So the Script Pack gate is not bureaucracy. It is the boundary that makes staged recovery, proof-aware streaming, and consistent interleaved generation feasible.
The planner resolves one artifact policy before scene budgeting and enrichment routing.
| Artifact Type | Planning Mode | Default Scene Count | Salience Pass | Forward-Pull Pass |
|---|---|---|---|---|
storyboard_grid |
sequential |
4 |
FULL |
FULL |
comparison_one_pager |
static |
1 |
FULL |
LITE |
slide_thumbnail |
static |
1 |
LITE |
FULL |
technical_infographic |
static |
1 |
FULL |
OFF |
process_diagram |
static |
1 |
FULL |
OFF |
Important semantic note:
- the legacy artifact key
comparison_one_pagernow behaves as a generic modular one-pager board, not a strict left-right comparison layout
Planner execution currently includes:
- artifact policy resolution
- scene budget derivation
- optional salience pass
- optional forward-pull pass
- outline generation
- deterministic repair
- one constrained replan if hard issues survive repair
- planner QA summary emission
Signal extraction is good at recovering what the source says. Salience is there to decide what matters most for explanation.
The salience pass highlights:
- central ideas rather than side details
- stakes and consequences rather than flat facts
- surprise or contrast that deserves scene emphasis
- causal leverage: what changes the rest of the story if removed
- transformation: what moves the audience from old frame to new frame
Without that pass, the planner tends to overvalue whatever is merely explicit or repeated. With it, ExplainFlow can budget scenes around the claims that carry the most explanatory weight.
Forward-pull is the retention layer.
It uses a simple narrative lens:
- Bait
- what creates initial curiosity
- Hook
- what makes the viewer stay for the next beat
- Threat
- what raises tension, risk, or unresolved stakes
- Reward
- what payoff or clarity the viewer gets for continuing
- Payload
- what durable insight should land by the end
This is not meant to turn ExplainFlow into clickbait. It exists because strong explainers are not only correct; they pull the audience forward scene by scene.

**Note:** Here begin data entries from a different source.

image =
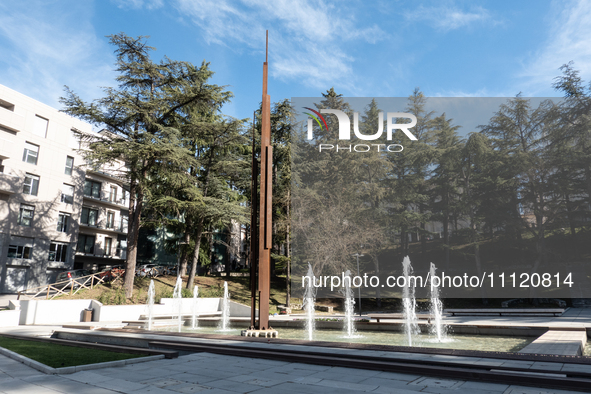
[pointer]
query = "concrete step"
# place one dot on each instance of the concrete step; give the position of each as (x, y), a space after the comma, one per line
(569, 342)
(582, 302)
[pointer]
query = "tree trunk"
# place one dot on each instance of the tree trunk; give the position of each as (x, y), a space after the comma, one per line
(446, 238)
(184, 253)
(195, 261)
(228, 248)
(288, 255)
(136, 196)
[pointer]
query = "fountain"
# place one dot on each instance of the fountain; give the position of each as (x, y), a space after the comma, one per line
(225, 309)
(151, 294)
(438, 327)
(408, 300)
(349, 305)
(308, 303)
(178, 299)
(195, 293)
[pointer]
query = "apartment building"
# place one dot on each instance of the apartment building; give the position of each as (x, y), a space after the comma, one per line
(56, 213)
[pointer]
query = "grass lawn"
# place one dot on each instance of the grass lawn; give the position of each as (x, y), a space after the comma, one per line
(58, 356)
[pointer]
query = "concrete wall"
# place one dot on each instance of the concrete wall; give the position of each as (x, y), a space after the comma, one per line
(204, 305)
(9, 318)
(70, 311)
(52, 311)
(239, 310)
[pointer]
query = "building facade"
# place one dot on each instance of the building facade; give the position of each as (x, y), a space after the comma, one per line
(56, 213)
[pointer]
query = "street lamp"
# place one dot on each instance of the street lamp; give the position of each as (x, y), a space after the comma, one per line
(358, 255)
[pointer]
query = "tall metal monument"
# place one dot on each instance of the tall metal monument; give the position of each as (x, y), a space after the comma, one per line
(261, 244)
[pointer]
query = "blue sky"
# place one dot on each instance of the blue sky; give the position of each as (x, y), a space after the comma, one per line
(362, 48)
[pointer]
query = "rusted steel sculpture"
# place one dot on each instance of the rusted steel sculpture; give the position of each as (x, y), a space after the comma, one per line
(264, 240)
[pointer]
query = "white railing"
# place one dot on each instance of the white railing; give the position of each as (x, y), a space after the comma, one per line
(68, 287)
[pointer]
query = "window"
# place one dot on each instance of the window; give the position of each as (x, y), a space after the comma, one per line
(30, 154)
(89, 216)
(113, 194)
(58, 252)
(121, 248)
(19, 252)
(110, 219)
(86, 243)
(67, 193)
(62, 222)
(69, 165)
(92, 189)
(25, 215)
(124, 220)
(31, 185)
(125, 197)
(6, 105)
(74, 143)
(40, 126)
(108, 246)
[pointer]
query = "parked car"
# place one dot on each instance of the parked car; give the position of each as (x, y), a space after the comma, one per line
(149, 270)
(68, 278)
(111, 273)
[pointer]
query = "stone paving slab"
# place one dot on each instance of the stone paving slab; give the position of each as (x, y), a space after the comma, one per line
(558, 342)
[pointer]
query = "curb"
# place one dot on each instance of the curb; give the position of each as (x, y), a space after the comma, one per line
(67, 370)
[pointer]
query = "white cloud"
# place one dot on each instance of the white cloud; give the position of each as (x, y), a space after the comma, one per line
(569, 39)
(307, 39)
(448, 17)
(137, 4)
(48, 47)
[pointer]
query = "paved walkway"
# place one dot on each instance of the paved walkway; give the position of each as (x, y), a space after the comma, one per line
(218, 374)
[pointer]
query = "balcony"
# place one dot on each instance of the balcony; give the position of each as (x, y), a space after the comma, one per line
(119, 203)
(104, 227)
(11, 121)
(120, 255)
(9, 184)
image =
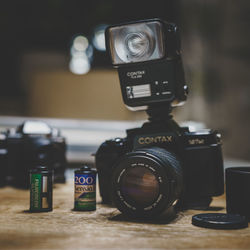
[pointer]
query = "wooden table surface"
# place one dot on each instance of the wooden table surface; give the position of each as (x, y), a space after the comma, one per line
(102, 229)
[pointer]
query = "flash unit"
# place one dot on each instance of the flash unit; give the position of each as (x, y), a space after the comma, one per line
(148, 57)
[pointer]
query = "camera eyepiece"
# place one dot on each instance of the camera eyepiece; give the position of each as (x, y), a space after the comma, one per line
(147, 182)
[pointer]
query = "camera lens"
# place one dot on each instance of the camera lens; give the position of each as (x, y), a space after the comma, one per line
(146, 182)
(140, 185)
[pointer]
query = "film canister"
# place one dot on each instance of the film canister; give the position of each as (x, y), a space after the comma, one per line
(238, 191)
(41, 185)
(85, 189)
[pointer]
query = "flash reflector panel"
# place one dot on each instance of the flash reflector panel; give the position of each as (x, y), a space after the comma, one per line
(138, 42)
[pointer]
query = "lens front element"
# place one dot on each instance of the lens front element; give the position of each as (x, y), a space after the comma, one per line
(146, 182)
(140, 186)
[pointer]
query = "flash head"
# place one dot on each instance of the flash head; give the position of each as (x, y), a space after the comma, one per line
(148, 57)
(136, 42)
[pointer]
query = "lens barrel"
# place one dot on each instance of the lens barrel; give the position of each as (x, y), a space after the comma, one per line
(146, 182)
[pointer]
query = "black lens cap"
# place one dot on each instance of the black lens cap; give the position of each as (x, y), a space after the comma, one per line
(220, 221)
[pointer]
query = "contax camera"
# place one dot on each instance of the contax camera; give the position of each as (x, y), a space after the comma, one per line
(32, 143)
(161, 165)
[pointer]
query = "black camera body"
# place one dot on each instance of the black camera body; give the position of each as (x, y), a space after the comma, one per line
(160, 166)
(198, 177)
(32, 143)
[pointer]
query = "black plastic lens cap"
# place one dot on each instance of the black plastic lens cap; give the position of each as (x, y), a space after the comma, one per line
(220, 221)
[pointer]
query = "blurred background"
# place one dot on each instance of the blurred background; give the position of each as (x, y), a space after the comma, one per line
(54, 65)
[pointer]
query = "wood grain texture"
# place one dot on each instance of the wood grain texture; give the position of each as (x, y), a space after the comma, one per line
(104, 228)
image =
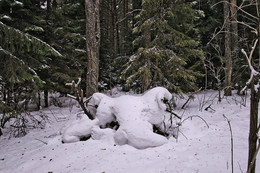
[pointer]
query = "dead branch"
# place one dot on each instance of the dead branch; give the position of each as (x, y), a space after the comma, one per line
(232, 143)
(195, 116)
(209, 107)
(190, 97)
(41, 141)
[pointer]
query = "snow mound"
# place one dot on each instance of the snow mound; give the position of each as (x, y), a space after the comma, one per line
(135, 115)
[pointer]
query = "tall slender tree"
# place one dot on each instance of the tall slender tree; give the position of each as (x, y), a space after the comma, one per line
(93, 44)
(228, 57)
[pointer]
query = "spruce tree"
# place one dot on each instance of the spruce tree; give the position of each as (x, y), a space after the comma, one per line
(167, 54)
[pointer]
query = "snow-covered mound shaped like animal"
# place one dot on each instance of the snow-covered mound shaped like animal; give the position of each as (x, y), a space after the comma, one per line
(135, 115)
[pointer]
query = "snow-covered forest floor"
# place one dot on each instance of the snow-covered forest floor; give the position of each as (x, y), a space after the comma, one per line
(198, 149)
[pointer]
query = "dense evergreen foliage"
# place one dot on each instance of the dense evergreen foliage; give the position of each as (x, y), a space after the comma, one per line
(176, 44)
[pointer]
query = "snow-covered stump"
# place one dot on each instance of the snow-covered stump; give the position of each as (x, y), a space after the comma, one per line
(136, 116)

In practice, this layer helps:
- choose a stronger opener
- avoid dead middle scenes
- place proof after curiosity instead of before it
- preserve a sense of payoff across the storyboard
The planner is allowed to be ambitious, but not sloppy.
Before scene generation begins, ExplainFlow checks the plan for:
- missing claim coverage
- weak scene progression
- bad artifact/layout fit
- missing acceptance checks
- proof or traceability gaps
If the issues are mechanical, ExplainFlow repairs them deterministically. If hard issues survive, it triggers one constrained replan rather than wasting a full generation run on a weak plan.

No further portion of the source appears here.